Apex, the solar company involved in the Herald article, maintains its solar panels are made of silica, tempered glass, and wire – no harmful materials included.
Silica (or silicon) is a naturally occurring compound, often found in sand. It is the part of a solar panel that absorbs sunlight. Silica is extremely abundant and has electric potential, making it ideal for solar panel use.
According to the Climate Reality Project, solar panels are made up of silica-based solar cells. The silica absorbs sunlight, knocking electrons out of alignment. Free electrons collect and flow through a conductor to create electric current.
So, fundamentally, solar panels are not built with toxic materials. But there’s more to the story than that. First, manufacturing solar panels does create carbon dioxide, albeit far less than coal or natural gas processing.
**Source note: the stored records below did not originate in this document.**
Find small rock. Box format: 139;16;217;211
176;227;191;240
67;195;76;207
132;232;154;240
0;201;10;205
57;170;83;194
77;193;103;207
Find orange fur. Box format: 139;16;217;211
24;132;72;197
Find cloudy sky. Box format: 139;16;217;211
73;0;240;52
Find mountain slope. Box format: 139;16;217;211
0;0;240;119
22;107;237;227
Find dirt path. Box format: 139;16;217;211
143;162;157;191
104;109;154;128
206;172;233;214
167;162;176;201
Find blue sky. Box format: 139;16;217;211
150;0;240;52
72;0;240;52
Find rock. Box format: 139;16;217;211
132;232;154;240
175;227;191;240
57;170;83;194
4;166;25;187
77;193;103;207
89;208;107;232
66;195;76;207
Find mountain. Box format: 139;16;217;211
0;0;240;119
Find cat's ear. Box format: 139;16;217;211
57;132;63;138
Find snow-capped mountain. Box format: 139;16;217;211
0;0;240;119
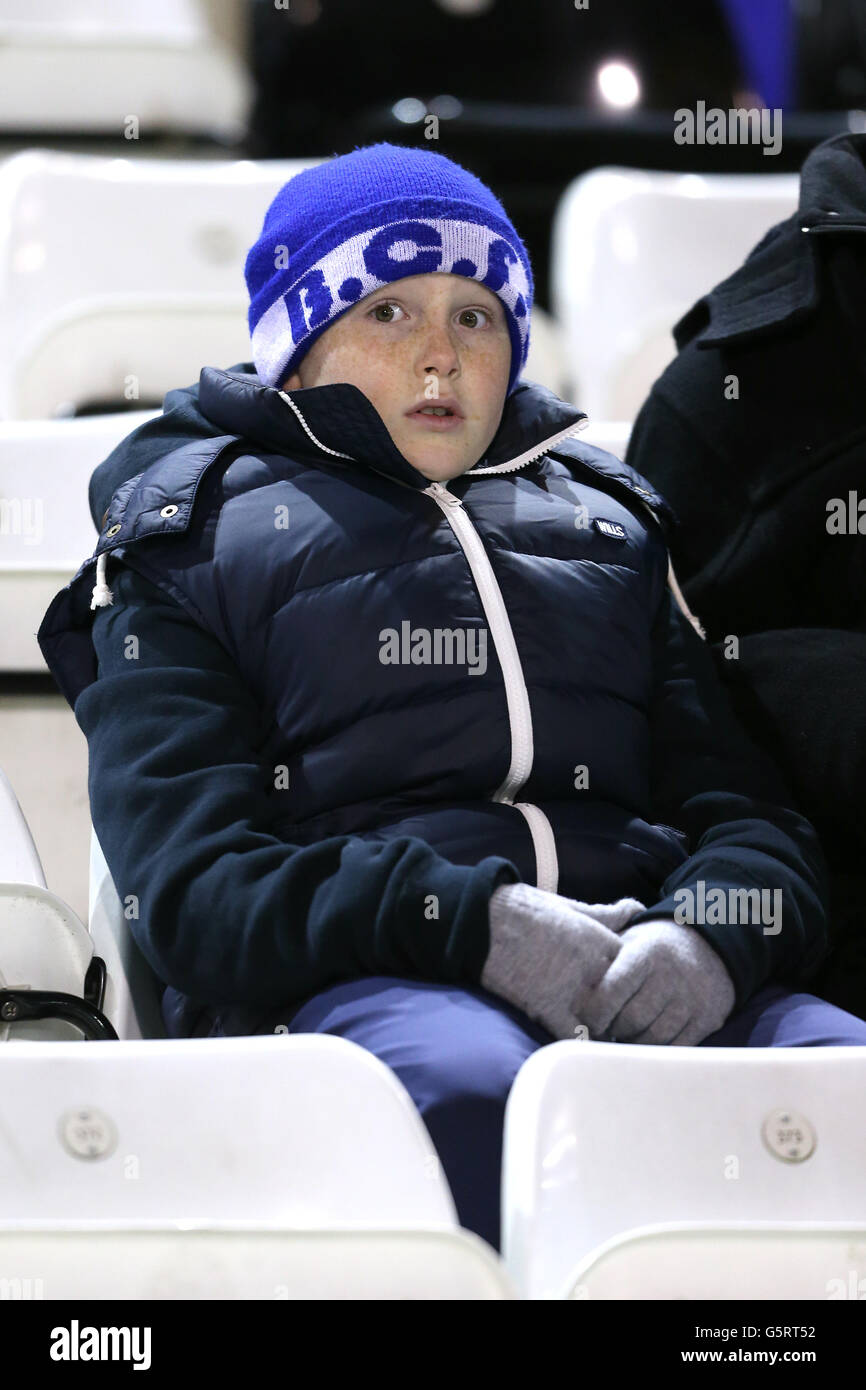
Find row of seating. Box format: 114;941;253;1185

“Overall greenhouse gas emissions involved in solar energy is still (unsurprisingly) much lower than coal or natural gas,” explained the Climate Reality Project.
The bigger problem, though, is what to do with the panels at the end of their lifespan. A typical solar panel warranty lasts about 20 to 25 years.
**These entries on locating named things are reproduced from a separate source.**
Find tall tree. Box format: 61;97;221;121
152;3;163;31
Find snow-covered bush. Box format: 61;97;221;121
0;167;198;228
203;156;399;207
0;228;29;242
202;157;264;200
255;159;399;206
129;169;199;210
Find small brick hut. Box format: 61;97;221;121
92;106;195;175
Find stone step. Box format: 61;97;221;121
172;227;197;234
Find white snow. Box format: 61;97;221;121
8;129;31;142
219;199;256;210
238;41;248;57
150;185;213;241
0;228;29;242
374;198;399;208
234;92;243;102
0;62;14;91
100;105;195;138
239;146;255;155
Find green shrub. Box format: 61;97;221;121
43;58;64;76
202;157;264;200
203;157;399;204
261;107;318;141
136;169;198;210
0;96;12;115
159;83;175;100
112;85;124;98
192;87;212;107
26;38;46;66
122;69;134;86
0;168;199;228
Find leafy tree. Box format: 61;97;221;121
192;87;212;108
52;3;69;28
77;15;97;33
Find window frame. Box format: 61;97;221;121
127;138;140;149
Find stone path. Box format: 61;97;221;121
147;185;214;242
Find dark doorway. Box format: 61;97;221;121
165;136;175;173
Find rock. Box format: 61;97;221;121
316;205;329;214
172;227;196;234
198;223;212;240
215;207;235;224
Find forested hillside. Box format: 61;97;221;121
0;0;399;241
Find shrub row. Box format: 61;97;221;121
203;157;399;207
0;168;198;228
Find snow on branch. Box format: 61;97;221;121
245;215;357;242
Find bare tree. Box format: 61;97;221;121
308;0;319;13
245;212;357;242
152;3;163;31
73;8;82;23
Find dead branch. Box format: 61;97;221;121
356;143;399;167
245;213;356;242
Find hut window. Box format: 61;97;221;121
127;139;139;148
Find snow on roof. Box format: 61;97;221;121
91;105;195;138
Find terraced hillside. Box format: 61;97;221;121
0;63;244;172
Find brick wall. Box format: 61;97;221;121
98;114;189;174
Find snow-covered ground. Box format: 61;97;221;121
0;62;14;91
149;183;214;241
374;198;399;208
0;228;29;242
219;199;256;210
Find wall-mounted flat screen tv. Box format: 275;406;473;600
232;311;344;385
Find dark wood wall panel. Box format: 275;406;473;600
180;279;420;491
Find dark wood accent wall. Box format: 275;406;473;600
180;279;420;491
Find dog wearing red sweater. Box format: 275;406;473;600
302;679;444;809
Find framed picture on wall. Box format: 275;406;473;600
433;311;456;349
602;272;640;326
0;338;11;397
In 2016, there were 250,000 metric tons of solar panel waste in the world, expected to increase to 78 million by 2050. Sometimes, this waste contains materials such as lead and cadmium – toxic materials that could get into the soil if the panel cells broke.
“There is real-world precedent for this concern. A tornado in 2015 broke 200,000 solar modules at southern California solar farm Desert Sunlight,” reported Michael Shellenberger in Forbes.
In the end, about 70 percent of those broken modules were recycled into new panels, but 30 percent had to be swept up and treated as hazardous waste.
However, a 2018 Guardian article debunked Shellenberger’s claims, explaining that leaks are only a concern with broken panels, which are rare outside of natural disaster areas.
“In a disaster area, leaching of metals from some broken solar panels is the least of a city’s problems,” the Guardian wrote.
The paper reported that, on average, 80 percent of a solar panel is recyclable. Though the recycling system needs work to make it a usable reality, panels can be stored until the right technologies are available.
The bottom line: Solar panels aren’t perfect. They create waste, but it’s waste that can be contained until there are systems in place to deal with it, unlike the waste leaking into the atmosphere from the current energy supply.